Trump’s repeated threats to impose tariffs are akin to the behaviour of a local mob boss trying to bully their local community into conformity. Either everyone does as he says, and conduct business through his cartel, or they suffer reprisals and punishment beatings.
And the punishment beatings aren’t just being meted out on rival economies like China either. Trump’s economic sanctions on Mexico and Canada illustrate the fact that the new US administration is prepared to sanction and destabilise its allies, as well as geopolitical rivals.
There are quite obvious parallels between Trump’s tariffs and Brexit. Both raised trade barriers between themselves and their neighbours; both have been sold to the public with a pack of outright lies about the consequences and exaggerations of the benefits; both can be seen as self-applied sanctions with dramatic effects on domestic businesses that rely on imports and exports; and both diminish the country’s reputation and diplomatic standing by unilaterally tearing up previously agreed treaties and agreements.
Then there’s the fact that previous US attempts at protectionism have backfired spectacularly, like the embargo on the sale of advanced AI chips to China, which seemed to force the Chinese into coming up with better and more efficient AI language models, and the $1trillion implosion of US tech stocks after the release of DeepSeek-R1.
It’s vanishingly unlikely that countries that are targeted by Trump’s tariffs would just lie down and take it, without replying with tit-for-tat tariffs of their own, which would seriously damage US exports.
And seeking to bully other countries into subservience to US interests could end up being highly counter-productive to the stated aim of weakening BRICS.
If the US gains the reputation of a bully that purposefully disrupts and damages other countries economies to pursue their own agenda, or simply due to the whims of their unstable and unreliable President, doesn’t that make it more likely that countries will turn towards BRICS for stability and mutually beneficial trade, rather than against it?
Wouldn’t Trump’s trail of disruption and broken trade agreements hasten the development of a global currency "to replace the mighty U.S. Dollar" rather than dissuade it?
Take a look at how the World has changed since the beginning of the neoliberal era in 1980 when China was a trading minnow compared to the United States.
By 2018 China was already doing more trade than the United States with well over half the countries in the world.
If the United States becomes a global bully that doesn’t just destabilise China and its allies on the whims of its increasingly deranged President, but attacks its own allies and trading partners like Canada and Mexico too, doesn’t that further strengthen the Chinese?

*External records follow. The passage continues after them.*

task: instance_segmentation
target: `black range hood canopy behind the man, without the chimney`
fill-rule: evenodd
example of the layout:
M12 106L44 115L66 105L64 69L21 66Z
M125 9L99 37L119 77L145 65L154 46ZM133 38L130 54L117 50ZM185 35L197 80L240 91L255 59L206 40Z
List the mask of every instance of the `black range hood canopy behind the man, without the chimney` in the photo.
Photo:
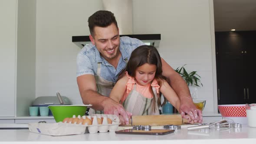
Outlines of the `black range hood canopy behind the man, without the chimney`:
M159 47L161 34L139 34L139 35L120 35L121 36L129 36L131 38L140 39L143 43L147 45L151 45L154 47ZM89 36L72 36L72 42L79 46L81 49L90 44L91 41Z

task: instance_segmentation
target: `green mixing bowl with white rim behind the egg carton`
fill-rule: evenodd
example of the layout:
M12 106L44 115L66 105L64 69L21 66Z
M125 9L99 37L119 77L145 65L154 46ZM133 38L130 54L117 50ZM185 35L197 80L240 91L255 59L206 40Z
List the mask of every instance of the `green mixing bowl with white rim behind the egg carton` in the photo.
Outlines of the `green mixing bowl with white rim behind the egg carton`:
M88 106L92 105L49 105L56 122L63 121L64 118L72 118L73 115L85 115Z

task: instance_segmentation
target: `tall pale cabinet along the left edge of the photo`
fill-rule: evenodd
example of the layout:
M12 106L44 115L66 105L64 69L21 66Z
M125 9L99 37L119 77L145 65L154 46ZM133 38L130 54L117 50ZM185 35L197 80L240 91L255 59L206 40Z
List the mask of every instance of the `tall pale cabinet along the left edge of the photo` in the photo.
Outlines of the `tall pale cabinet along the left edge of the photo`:
M0 18L0 119L29 116L35 99L36 1L0 0Z

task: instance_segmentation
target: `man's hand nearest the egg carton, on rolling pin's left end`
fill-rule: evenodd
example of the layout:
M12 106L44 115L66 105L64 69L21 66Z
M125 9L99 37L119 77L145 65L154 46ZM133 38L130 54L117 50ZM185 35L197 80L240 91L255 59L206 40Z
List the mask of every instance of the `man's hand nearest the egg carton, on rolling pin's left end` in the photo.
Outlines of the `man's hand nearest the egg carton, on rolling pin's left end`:
M118 116L122 125L129 124L129 119L131 118L131 113L125 111L123 105L111 98L104 101L104 114Z

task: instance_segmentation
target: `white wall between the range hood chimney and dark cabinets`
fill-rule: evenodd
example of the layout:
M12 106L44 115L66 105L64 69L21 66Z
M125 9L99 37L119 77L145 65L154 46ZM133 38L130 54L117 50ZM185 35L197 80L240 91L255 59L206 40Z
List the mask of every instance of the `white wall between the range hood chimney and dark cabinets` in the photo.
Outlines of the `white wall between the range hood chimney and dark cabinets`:
M161 56L174 69L198 71L203 112L214 111L209 0L133 0L133 33L161 33Z

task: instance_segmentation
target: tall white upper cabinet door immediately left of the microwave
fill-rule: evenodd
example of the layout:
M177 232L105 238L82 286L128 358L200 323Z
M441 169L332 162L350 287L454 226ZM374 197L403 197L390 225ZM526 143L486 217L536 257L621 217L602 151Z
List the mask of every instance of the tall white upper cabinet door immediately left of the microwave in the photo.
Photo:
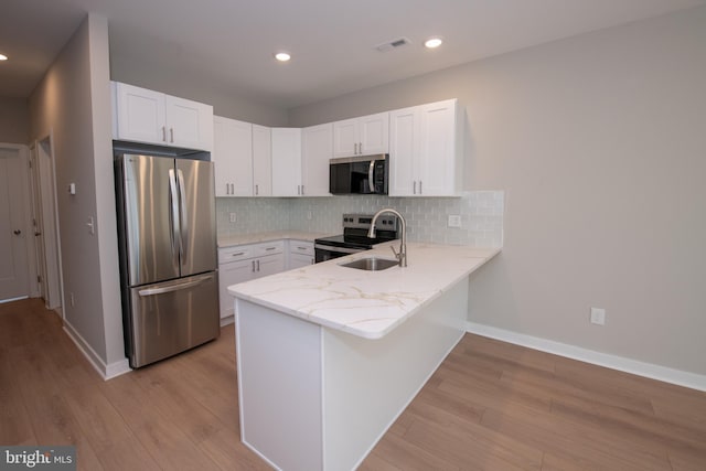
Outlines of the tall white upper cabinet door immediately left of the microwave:
M301 185L304 196L330 196L329 160L333 157L333 124L304 128L301 135Z

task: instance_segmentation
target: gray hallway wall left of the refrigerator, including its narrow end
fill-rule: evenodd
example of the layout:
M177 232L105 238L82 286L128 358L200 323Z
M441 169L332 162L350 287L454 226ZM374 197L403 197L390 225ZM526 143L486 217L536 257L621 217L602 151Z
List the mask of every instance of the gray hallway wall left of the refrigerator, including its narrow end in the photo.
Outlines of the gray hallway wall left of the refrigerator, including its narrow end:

If the US seeks to bully a country into coming over to their side of Trump’s new isolationist iron curtain with the threat of tariffs, but China is their bigger trading partner, and doesn’t resort to intimidation and threats of economic destabilisation, who are they likely to choose?
It seems that all China and BRICS need to do for now is to maintain respectful relations with their trading partners and offer a stable alternative to increasingly erratic Trumpian chaos, and they get to expand their sphere of influence by default, right?